Net Worth: + $52,244. Despite all of the red in our Financial Update, we received a gift from my parents and the appraised value of our new (to us!) home has increased our bottom line by half.
- Survive: SUCCESS! March was a long slog of endless tasks, but we have come out on the other side in one piece.
- Coordinate Finances for a Smooth Closing and Moving: SUCCESS! Finally, closing went smoothly — financially. Although, I could have saved myself a $30 wire transfer fee if I’d transferred our entire down payment to one account a week or so before closing. Then I would only have needed to do one wire transfer. Moving itself cost us a pretty penny.
- Spending Freeze: SUCCESS! Aside from closing and moving costs, we only fell off the wagon for one $16 lunch with Little Stapler and a $30 celebratory lunch for Mr. Stapler and me.
- 2015 Resolutions: The home purchase and move distracted me a bit from my resolutions, but I’m happy to say that I did achieve partial success on these resolutions and am generally still on track.
- Dedicated Business Development: SUCCESS! I was able to set aside about 3 hours a week for business development. Although I wasn’t deliberate about setting aside the time, it naturally happened that I would spend hours developing my new site or speaking with potential clients.
- Prioritize Business Development Tasks: FAIL! I did not go about my business development in a deliberate manner, by listing out the possible tasks and choosing to work on certain items based on their priority. Instead, it was a little haphazard. I got four new clients, but it wasn’t through any of my business development efforts — they were referrals from already-established networks. I am re-setting this a priority for April so I don’t spin my wheels on tasks that aren’t likely to lead to new business.
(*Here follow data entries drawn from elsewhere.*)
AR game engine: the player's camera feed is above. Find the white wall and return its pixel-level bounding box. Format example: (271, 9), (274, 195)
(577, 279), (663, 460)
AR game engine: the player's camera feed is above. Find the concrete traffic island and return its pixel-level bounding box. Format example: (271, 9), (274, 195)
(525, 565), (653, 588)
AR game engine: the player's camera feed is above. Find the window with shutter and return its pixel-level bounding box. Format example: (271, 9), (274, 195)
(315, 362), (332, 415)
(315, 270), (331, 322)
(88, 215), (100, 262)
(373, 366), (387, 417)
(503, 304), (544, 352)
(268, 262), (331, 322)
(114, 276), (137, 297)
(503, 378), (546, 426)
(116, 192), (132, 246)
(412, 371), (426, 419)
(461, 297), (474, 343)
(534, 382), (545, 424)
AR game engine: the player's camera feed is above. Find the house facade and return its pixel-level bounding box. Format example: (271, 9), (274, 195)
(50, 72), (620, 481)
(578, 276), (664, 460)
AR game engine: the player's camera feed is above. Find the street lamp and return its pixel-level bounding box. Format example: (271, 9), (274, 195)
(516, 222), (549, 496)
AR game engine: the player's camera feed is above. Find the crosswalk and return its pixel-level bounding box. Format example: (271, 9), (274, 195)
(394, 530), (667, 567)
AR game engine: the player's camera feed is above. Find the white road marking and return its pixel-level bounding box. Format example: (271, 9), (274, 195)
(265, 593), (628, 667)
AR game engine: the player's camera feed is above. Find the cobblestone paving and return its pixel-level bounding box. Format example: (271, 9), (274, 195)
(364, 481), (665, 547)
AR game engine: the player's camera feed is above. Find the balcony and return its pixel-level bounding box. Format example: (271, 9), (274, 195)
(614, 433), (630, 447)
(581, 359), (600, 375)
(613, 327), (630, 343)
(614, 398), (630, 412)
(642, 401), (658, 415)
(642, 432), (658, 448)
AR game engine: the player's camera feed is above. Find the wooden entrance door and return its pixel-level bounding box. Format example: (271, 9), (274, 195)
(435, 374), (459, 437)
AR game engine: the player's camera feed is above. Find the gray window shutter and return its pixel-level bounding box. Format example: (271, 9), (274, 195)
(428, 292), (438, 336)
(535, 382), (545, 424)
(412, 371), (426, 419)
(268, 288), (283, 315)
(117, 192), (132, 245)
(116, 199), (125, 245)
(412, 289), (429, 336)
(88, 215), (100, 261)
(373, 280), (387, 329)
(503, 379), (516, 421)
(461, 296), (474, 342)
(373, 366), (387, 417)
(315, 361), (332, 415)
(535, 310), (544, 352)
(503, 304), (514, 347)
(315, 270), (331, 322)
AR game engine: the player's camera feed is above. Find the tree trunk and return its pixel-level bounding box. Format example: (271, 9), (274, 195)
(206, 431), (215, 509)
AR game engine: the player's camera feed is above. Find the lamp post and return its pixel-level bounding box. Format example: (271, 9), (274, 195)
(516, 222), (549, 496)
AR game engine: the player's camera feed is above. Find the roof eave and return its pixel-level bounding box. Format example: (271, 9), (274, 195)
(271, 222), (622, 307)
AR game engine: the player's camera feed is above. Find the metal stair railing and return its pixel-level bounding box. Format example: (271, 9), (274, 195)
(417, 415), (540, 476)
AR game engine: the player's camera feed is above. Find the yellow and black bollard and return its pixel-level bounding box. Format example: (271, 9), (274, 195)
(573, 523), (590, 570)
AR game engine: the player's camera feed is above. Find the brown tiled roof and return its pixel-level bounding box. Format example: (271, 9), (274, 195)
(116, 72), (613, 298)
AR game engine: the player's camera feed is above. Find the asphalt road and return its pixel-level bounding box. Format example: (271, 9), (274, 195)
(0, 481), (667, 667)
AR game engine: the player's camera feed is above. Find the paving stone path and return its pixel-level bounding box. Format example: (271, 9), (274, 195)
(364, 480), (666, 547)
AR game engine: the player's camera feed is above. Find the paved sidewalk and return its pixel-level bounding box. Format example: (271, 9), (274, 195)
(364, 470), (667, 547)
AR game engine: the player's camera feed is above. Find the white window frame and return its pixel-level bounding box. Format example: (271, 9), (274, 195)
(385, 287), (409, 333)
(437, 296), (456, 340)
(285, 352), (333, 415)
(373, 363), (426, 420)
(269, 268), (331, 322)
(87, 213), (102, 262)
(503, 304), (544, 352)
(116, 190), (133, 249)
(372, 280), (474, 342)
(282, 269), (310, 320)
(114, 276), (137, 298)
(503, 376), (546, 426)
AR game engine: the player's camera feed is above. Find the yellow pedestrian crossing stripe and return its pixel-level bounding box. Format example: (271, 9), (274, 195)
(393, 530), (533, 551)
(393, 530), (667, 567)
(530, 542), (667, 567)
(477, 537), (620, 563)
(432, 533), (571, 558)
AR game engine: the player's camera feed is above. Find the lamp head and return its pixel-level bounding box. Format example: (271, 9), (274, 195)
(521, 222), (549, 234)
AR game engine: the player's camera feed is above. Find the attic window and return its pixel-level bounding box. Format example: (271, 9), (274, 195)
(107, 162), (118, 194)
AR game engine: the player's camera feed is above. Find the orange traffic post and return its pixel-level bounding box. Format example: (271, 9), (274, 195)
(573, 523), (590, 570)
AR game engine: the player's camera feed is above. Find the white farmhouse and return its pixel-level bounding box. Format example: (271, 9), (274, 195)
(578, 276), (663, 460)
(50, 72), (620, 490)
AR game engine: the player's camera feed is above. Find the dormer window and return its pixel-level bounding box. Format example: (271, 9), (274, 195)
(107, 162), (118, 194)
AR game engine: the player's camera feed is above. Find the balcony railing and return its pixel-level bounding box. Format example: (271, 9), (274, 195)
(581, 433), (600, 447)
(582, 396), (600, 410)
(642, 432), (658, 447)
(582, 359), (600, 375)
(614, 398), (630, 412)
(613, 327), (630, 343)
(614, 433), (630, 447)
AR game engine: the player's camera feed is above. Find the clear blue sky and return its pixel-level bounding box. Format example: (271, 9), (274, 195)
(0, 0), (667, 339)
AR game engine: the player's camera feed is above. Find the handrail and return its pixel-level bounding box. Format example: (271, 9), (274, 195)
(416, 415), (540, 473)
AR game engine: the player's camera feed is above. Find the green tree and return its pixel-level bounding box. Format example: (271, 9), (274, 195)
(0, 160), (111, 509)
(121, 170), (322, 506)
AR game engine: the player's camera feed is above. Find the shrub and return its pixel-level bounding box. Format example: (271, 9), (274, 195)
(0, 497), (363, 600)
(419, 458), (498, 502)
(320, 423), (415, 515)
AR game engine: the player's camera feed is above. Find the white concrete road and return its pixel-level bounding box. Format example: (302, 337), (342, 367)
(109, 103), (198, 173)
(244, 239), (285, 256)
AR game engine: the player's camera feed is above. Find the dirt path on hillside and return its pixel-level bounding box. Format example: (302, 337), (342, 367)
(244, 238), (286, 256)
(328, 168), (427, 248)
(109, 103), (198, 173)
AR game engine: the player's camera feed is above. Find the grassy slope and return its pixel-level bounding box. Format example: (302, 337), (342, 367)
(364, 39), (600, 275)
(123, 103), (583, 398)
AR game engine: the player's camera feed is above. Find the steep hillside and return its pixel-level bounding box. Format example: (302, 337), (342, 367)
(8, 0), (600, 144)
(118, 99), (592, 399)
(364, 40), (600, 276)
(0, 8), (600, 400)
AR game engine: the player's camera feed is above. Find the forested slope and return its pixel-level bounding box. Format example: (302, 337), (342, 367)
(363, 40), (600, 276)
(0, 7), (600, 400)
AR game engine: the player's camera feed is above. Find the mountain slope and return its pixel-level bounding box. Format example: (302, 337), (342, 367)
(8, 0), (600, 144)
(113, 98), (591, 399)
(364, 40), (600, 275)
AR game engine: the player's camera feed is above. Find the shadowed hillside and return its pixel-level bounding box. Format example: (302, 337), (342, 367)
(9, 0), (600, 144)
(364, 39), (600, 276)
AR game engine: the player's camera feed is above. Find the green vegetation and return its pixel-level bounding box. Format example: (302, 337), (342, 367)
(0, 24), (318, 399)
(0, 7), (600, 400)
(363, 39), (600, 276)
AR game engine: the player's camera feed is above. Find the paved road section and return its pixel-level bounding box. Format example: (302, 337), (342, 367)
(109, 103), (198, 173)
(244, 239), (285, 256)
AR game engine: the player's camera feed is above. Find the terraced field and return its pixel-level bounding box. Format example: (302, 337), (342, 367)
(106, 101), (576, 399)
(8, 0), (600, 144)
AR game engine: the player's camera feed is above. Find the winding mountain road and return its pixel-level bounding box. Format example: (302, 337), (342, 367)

- Solve my Dilly-Dallying Problem: PARTIAL SUCCESS! I haven’t looked at my dilly-dallying in the context of how I spend my business development day, but rather I have been reading a few great books that have helped me Eat That Frog first thing in the morning and think about ways to set up a business that doesn’t need constant babysitting (review coming soon!). Both books helped me tremendously, before I even finished them. Regardless, I’m going to put this dilly-dallying resolution back on my list for the future, because it can always use some tweaking.
- Survive: Until Baby Stapler reaches 6 – 12 months, this remains my first priority.
- April Resolution: Evaluate efficacy of attempts to drum up business: I essentially did this while writing this post! Now that I’ve looked at my business development efforts, I’m going to go back to the drawing board and develop a task list, prioritize it, and work deliberately those items.
- Request Flex and HSA Reimbursements: I still haven’t figured out how to get flex and HSA reimbursements from Mr. Stapler’s new job, and about $400 worth of expenses have piled up. It’s time to start the reimbursement process.
How was your March? Did the thaw un-freeze your spending as well? Do you have any big plans for the Spring or Summer?